Get innovators out of the IT department, says DWP's CTO
Key staff should be placed where they can advance a core business line
Gardner: Innovators need to be spread across the business
Businesses will struggle to be innovative if all their forward-looking people are stuck in the IT department, said the DWP’s chief technology officer James Gardner in his blog last week.
He argues that these people will be looking to enable better IT through innovation, but that enablement of a support function (IT) will see far less return on investment than the enablement of a core business line which uses IT.
“Sooner or later, investment in the IT department's innovation team will look less attractive than other available opportunities,” he said.
Gardner gives eight other barriers to innovation:
• Where there is no money – companies that do not spend money rarely achieve very much innovation.
• The company boss is a laggard and does not like new things.
• Everything is controlled by the finance director – most interesting things do not pay off in the short term.
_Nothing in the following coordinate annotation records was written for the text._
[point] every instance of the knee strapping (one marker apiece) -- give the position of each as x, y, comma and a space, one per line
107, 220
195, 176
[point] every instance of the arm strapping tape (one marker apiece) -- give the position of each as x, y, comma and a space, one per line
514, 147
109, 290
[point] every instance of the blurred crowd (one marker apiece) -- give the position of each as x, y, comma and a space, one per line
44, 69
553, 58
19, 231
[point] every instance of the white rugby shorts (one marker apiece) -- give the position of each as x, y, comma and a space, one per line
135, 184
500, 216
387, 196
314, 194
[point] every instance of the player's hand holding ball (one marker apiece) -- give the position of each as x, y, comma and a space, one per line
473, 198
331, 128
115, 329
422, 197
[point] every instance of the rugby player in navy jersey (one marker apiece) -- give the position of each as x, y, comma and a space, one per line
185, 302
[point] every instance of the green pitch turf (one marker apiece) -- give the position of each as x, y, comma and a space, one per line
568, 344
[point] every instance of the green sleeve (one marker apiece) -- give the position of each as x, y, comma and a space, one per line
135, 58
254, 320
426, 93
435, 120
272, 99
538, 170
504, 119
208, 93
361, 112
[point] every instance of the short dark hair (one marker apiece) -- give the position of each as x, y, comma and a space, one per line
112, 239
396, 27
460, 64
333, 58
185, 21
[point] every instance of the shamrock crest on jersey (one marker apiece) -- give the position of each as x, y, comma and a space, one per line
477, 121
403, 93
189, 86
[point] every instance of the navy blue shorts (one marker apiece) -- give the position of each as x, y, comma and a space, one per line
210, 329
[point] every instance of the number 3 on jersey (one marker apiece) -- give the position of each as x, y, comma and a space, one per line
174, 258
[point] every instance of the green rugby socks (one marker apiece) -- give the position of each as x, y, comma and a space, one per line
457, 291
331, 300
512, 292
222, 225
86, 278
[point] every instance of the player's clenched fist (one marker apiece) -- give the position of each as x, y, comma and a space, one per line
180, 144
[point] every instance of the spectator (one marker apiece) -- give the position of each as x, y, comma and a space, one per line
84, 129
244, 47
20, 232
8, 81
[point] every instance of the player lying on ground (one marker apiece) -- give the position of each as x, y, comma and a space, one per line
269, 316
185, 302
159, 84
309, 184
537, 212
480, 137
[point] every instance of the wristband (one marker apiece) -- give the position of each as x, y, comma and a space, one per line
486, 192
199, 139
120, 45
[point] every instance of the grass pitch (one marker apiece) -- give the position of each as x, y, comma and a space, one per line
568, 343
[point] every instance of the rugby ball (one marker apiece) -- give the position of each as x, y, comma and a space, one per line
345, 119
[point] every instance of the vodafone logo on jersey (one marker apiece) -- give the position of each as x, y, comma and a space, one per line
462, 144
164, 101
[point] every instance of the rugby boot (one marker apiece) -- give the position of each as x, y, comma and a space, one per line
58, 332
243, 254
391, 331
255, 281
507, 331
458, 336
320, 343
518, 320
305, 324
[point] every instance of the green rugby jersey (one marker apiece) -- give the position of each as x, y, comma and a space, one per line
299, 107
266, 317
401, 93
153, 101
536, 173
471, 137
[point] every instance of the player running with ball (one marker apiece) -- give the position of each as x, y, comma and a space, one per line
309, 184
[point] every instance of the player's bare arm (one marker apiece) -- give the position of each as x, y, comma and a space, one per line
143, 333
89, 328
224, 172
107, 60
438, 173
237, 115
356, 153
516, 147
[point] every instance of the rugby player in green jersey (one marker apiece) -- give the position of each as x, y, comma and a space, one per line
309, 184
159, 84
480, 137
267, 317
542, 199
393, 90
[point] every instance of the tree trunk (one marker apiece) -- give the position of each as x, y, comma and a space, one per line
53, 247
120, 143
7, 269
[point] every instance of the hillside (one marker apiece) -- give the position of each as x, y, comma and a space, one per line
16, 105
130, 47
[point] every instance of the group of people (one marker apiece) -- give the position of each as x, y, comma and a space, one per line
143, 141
• The organisation is laser focused on the core business, meaning innovation would be considered a distraction – “Retreat to the core is a classic strategy of an organisation that is disconnecting itself from change, for whatever reason,” he says.
• The company is riding high on established product and service lines and innovation is not seen as necessary.
• Audit and governance functions are overpowerful – if your organisation is full of security people, audit people and governance people with the power to call the shots, you should consider whether to bother with innovation.
• The organisation needs to have recovered from a near-death experience, meaning there is an entrenched belief among management in the power of change.
• Finally, if your CEO is risk averse – s/he will require so much reassurance as to the value of any "go" decision that time is wasted and will put the team off persuading them.